Further, my organization will be forced to oppose this legislation if the USDA, for any reason, restricts its program for pathogen reduction and the Salmonella testing that is basic to that program. The Salmonella testing program is threatened by court action
in Texas. This bill must clearly articulate the agency's ability to enforce the pathogen reduction standards in state inspected plants. In the absence of Salmonella testing, we would not be able to judge whether state-inspected meat really is just as clean and safe as meat from a federally inspected plant.
Please understand that, under FSIS regulations, each company gets to establish its own HACCP plan. In the absence of a federal standard based on public health protection, each company would be free to establish a pathogen level and standard of HACCP effectiveness based solely on its own preferences for quality and safety.
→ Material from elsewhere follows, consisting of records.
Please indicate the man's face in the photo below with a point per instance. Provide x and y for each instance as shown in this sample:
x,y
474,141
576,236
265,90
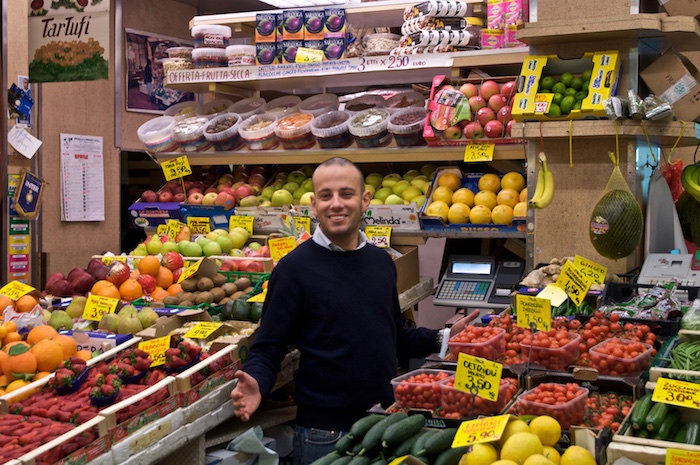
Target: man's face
x,y
338,202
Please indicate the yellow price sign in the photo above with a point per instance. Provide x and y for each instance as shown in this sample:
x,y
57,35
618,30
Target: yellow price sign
x,y
245,222
590,269
308,55
531,309
486,429
203,329
190,271
478,152
379,235
674,392
478,376
156,349
573,282
15,289
199,224
281,246
97,305
682,457
176,168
Meat and poultry products bear the seal of the Department of Agriculture, a mark that tells the public the government has established a level of protection. We assume that mark means the product meets a standard based on public health requirements, not marketing convenience.
Over 90 percent of meat and poultry companies have complied with the pathogen reduction requirements and successfully met the Salmonella standard. I am unable to understand why the major industry trade associations are eager to abolish that testing, why they want to allow the least efficient and effective meat processor to set the standard for their industry.
The success to date of the Pathogen Reduction/HACCP program not only reduces food-borne pathogens and illness, but also improves public confidence in the meat supply and encourages consumers to purchase and use meat and poultry products.
Last year beef consumption increased to the highest level in many years. This is due in part to an economy that supports increased food expenditures, but there is reason to believe it also results from the reports that ground beef is safer than it used to be.
Eliminating Salmonella performance standards and testing would endanger both public health and public confidence in the meat supply. It would almost surely diminish both the domestic and international market for American meat and poultry. That would be both bad public policy and bad business practice.